We had dinner together at a very romantic place. He is a rather good looking guy with good manners. Very polite, dressed well and he smelled good too! Bonus points, I thought. The date went well, but, I wasn’t thinking about this new guy. I found myself wanted to tell every single thing to you at the end of the night. I found myself, for real this time, missing you, my patient.
All I can say is that you, you make me into a new person. Before I met you again, I was me. Someone who can’t trust and love. You make me happy, even when you’re selfish and awful. Tonight, I would rather be with you – even the you that you think is broken and disabled – than with anyone else in this world. Because I found solace with you.
“He cares so much for you, till the fact that to me, you are his cure. Having you in his life is what he needs.”
“Just let him go. He is ignoring you. He doesn’t care about you anymore. Move on.”
For the past 3-4 weeks, I am confused about how I felt, so I told myself that I should just ignore things and focus on whatever I needed to do. I tried to convince myself that you don’t like me and I didn’t like you. To push away my feelings. To destroy them. Anyway, you don’t like talking to me anymore.
Tonight, just when I think it couldn’t get any worse, it can. My heart cried in pain, just like 8 years ago. Because now, I am trying to love someone and it’s going to be a love in vain.

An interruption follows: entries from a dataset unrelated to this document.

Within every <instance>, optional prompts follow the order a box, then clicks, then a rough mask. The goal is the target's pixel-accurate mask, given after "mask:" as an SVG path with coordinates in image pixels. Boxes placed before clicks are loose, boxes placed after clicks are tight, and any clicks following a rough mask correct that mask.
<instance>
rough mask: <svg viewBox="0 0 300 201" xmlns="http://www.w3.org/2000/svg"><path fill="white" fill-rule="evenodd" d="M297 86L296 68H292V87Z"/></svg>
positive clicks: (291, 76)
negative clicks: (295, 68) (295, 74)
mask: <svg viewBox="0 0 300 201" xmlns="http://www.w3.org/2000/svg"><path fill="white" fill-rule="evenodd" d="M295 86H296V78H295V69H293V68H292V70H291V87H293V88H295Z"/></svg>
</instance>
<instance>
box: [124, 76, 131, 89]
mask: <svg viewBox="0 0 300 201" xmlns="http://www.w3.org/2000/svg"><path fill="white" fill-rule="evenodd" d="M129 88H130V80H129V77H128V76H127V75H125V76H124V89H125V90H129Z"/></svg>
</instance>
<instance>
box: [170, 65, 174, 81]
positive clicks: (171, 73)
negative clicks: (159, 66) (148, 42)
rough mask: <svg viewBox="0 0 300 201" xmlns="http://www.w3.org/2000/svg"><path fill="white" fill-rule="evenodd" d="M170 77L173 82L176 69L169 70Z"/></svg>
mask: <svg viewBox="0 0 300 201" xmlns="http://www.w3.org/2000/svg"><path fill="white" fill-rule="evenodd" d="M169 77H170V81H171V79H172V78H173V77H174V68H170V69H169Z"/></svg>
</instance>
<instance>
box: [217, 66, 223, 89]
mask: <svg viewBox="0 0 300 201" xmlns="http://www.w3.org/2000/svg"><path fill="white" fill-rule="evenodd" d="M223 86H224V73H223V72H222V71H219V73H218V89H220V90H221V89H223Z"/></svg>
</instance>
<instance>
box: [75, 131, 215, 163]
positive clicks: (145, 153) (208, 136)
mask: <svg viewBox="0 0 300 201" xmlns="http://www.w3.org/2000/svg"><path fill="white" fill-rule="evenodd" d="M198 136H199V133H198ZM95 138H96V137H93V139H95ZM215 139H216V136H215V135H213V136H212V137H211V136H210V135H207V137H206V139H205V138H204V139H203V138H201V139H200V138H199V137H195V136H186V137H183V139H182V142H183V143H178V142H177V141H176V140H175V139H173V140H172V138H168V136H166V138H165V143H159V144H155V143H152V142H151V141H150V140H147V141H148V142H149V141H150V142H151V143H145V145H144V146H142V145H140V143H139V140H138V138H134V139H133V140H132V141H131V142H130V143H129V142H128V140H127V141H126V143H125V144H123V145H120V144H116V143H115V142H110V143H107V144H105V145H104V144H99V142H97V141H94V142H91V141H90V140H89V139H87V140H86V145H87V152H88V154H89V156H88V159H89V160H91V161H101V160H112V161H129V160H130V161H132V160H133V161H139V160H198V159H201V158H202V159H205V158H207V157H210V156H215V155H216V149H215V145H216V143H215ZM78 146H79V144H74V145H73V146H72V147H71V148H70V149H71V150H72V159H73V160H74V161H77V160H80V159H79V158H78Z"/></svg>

I don’t even dare to say that I’m in love. I don’t even have the courage to text you about how I felt. So, I could only write all my feelings down, hoping that you will read. I don’t think you will even read this.
Here’s to you if you are reading this:
People used to say that being honest with someone can make you gain a person in life or can teach you a painful lesson in life. I’m going to be honest anyways because words that are left unsaid is more hurtful than words that were spoken. It feels so unethical to fall in love with my own patient, so the only correct way to solve the dilemma is to end our physiotherapist-patient relationship. But will our friendship ends too after you read this?
I cared for you as a physiotherapist in the beginning, then slowly, I loved you as a good friend. And then, I loved you more than just a good friend during the days when we were apart.
I don’t know what else can I tell you, other than that I love you. I don’t care if you are an OKU, or lost a limb, or if you are diagnosed with a terminal illness. All I know is: I love God. I love you.
I know that I sound crazy. I know we’re just getting to know each other, and even admitting what I did just makes you think that I’m nuts and it will draw you away. You would probably avoid me forever.
Still, I want you to know that I love you, not just for the person you are, but for the way you make me think that we can be. I don’t know if I have made the right choice to say this, but I know our lives are made up of our own choices or our lives will never change.
Now, tell me, should I apologize for being honest and watch you leave?
I wish before you leave, you could slap me with the truth. The truth that will set me free. That you don’t feel the same way. Because I’m not the type of girl that you will fall in love with. That I’m not a supermodel with pretty face, nor am I intelligent. I’m just not that girl. I am just a common woman. I have led a common life with battle scars. Just slap me with the truth. Don’t worry. I wouldn’t choose me either.
Now I know why I was miserable.
I fell in love with my patient.
I love you and I’m sorry.
Here comes the feeling you thought you’d forgotten.